Por unas cosas o por otras, siempre acabo
posponiendo el momento de mi muerte. Mi esposa no hace más que repetírmelo: “Si
te vas a suicidar, hazlo de una vez y, si no, deja de dar la murga”. Tiene
razón desde luego, pero es que ella no puede comprender la seriedad del asunto. No
es tan sencillo pegarse un tiro, a pesar de que, visto desde fuera, pueda
parecer un gesto más, el último, de un alma desesperada. Ni siquiera, como en
mi caso, cuando ya has tomado la decisión irrevocable.
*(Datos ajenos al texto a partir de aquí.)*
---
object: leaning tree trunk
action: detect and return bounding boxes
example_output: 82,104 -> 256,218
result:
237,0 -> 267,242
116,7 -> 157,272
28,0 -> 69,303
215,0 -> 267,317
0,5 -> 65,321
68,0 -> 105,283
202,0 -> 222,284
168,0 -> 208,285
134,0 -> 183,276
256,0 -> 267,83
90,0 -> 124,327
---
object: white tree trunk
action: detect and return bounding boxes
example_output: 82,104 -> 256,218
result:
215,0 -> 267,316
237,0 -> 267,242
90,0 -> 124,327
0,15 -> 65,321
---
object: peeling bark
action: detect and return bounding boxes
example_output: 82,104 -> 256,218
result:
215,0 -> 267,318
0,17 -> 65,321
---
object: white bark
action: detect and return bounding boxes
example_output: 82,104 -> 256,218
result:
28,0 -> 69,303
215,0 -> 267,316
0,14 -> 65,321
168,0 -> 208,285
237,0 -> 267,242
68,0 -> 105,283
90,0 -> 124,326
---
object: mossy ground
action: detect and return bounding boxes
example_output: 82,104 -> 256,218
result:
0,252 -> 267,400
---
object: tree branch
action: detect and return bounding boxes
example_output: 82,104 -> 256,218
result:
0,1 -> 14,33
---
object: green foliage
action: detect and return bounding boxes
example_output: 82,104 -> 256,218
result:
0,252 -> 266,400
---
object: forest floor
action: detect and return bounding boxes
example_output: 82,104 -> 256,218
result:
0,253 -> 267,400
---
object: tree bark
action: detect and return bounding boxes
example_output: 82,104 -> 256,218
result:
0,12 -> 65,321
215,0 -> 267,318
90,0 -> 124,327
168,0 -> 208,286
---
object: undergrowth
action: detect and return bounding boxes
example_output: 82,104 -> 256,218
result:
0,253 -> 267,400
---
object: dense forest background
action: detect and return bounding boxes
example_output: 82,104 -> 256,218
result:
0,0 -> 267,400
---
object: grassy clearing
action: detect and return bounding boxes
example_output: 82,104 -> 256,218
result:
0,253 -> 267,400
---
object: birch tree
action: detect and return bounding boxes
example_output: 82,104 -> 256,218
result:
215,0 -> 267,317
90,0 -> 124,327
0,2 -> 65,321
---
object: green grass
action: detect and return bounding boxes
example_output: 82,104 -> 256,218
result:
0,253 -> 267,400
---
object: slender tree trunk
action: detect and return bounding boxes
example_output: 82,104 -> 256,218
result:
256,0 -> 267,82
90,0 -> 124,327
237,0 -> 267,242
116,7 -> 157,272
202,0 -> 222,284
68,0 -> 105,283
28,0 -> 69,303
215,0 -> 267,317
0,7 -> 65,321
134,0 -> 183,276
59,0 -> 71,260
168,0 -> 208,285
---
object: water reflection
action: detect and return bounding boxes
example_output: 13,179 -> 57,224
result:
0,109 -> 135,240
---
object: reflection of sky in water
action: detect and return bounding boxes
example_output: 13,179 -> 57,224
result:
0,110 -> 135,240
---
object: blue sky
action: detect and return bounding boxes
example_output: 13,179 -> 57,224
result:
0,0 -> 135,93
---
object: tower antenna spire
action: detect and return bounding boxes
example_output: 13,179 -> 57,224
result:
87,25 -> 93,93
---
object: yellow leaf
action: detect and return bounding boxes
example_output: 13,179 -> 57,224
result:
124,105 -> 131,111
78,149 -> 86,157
Tras sopesar
cuidadosamente los pros y los contras de la terrible acción que vas a llevar a
cabo, siempre aparecen aquí y allá, flecos sueltos sin resolver, pequeños
detalles sin importancia que, de pronto, inclinan la balanza hacia uno u otro
lado. Es en esos minúsculos detalles donde se ocultan con frecuencia mis
“arrepentimientos” de última hora, como me gusta denominarlos.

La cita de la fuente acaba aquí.